Wild gorillas sing happy songs while they eat
Did you know that humans aren’t the only animals that hum while they eat? Food-related calls have long been documented in in birds and mammals, including great apes such as chimpanzees and bonobos. To see if gorillas engaged in similar vocals, researcher Eva Maria Luef of the Max Planck Institute for Ornithology sought to create the first scientific and detailed analysis of gorilla food-associated calling. During an expedition to the Republic of Congo, they recorded and an two groups of wild western lowland gorillas. Their work, published in PLOS One, identified a fun fact about gorillas: they hum and even sing during mealtime.
Specifically, Luef and her team identified two different types of sound that gorillas in the Congo made when eating. One of them was humming – a consistent low-frequency tone akin to the “mmm” that humans make. The other was singing — random mismatched notes, like someone singing an improvised ditty. “They don’t sing the same song over and over,” said Luef. “It seems like they are composing their little food songs.”
The vocalization seems to be a way for gorillas to express contentment with their meal, as well as for the head of the family to communicate to others that it is dinnertime. Each gorilla has its own distinct voice, and they sing louder for their favorite food.

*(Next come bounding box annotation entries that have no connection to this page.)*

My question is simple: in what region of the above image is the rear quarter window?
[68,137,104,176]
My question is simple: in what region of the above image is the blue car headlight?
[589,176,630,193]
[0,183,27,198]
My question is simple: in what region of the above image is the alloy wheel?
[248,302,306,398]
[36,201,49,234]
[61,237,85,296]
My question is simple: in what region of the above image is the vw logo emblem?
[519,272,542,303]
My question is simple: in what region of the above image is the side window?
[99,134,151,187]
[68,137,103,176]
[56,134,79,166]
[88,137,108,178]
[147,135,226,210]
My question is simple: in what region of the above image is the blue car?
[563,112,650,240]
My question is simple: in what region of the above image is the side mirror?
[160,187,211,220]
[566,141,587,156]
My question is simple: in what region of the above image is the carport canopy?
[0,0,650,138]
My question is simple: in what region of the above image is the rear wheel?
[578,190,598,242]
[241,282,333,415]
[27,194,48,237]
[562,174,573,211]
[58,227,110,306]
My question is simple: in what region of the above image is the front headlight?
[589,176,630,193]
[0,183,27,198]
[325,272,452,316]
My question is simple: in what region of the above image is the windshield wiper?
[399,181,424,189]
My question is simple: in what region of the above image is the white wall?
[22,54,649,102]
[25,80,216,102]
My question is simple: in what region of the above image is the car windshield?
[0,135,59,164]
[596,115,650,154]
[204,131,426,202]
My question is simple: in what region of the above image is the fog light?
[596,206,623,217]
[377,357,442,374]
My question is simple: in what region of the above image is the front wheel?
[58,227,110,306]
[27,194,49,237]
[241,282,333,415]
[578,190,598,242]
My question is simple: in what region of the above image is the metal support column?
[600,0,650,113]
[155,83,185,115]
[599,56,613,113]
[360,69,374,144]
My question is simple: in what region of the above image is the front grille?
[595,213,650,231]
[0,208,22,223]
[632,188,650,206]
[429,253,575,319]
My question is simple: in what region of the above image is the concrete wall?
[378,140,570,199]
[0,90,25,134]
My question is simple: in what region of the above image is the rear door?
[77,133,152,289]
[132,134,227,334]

Leuf found that while all gorillas in captivity sing while eating, in the wild, only dominant ‘silverback’ males sing, to inform the group that it’s mealtime and no one is excused. “He’s the one making the collective decisions for the group,” Luef told New Scientist. “We think he uses this vocalization to inform the others ‘OK, now we’re eating’.”

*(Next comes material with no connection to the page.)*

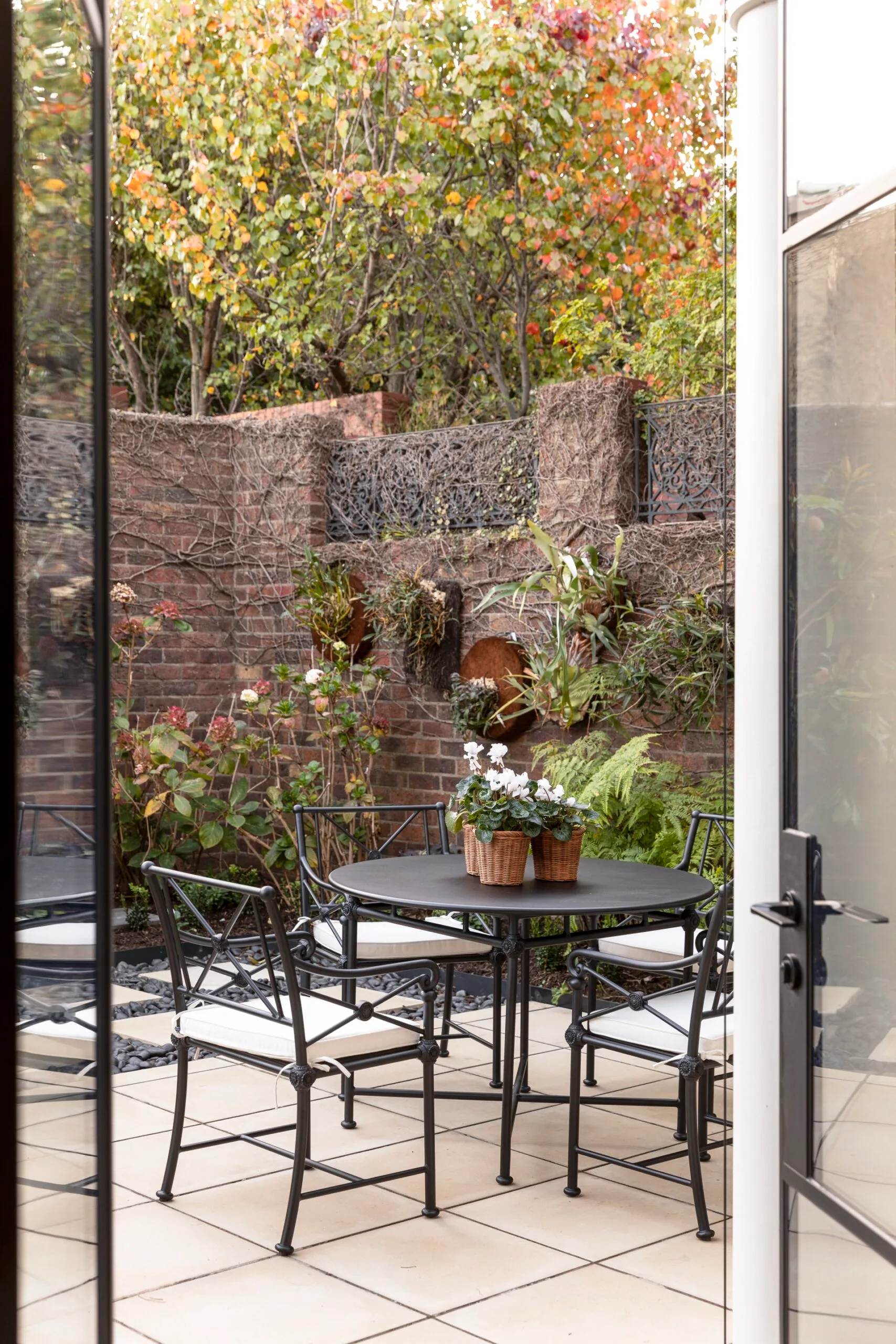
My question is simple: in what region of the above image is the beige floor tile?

The variation in calls both between individuals and species shed light on the origins of language, and reflect the different social structures of the great apes.
In chimpanzee and bonobo societies, which tend to be more socially fluid, with individuals constantly making decisions about who they want to hang out with, everyone gets involved in dinner-time conversations. But in the wild gorilla community, the male dominates the conversation. According to Zanna Clay, a psychologist and zoologist who has studied communication in bonobos, these observations provide “a good insight into the origin of meaning in animal signals, and also the social pressures that might drive the flexibility we see in language.”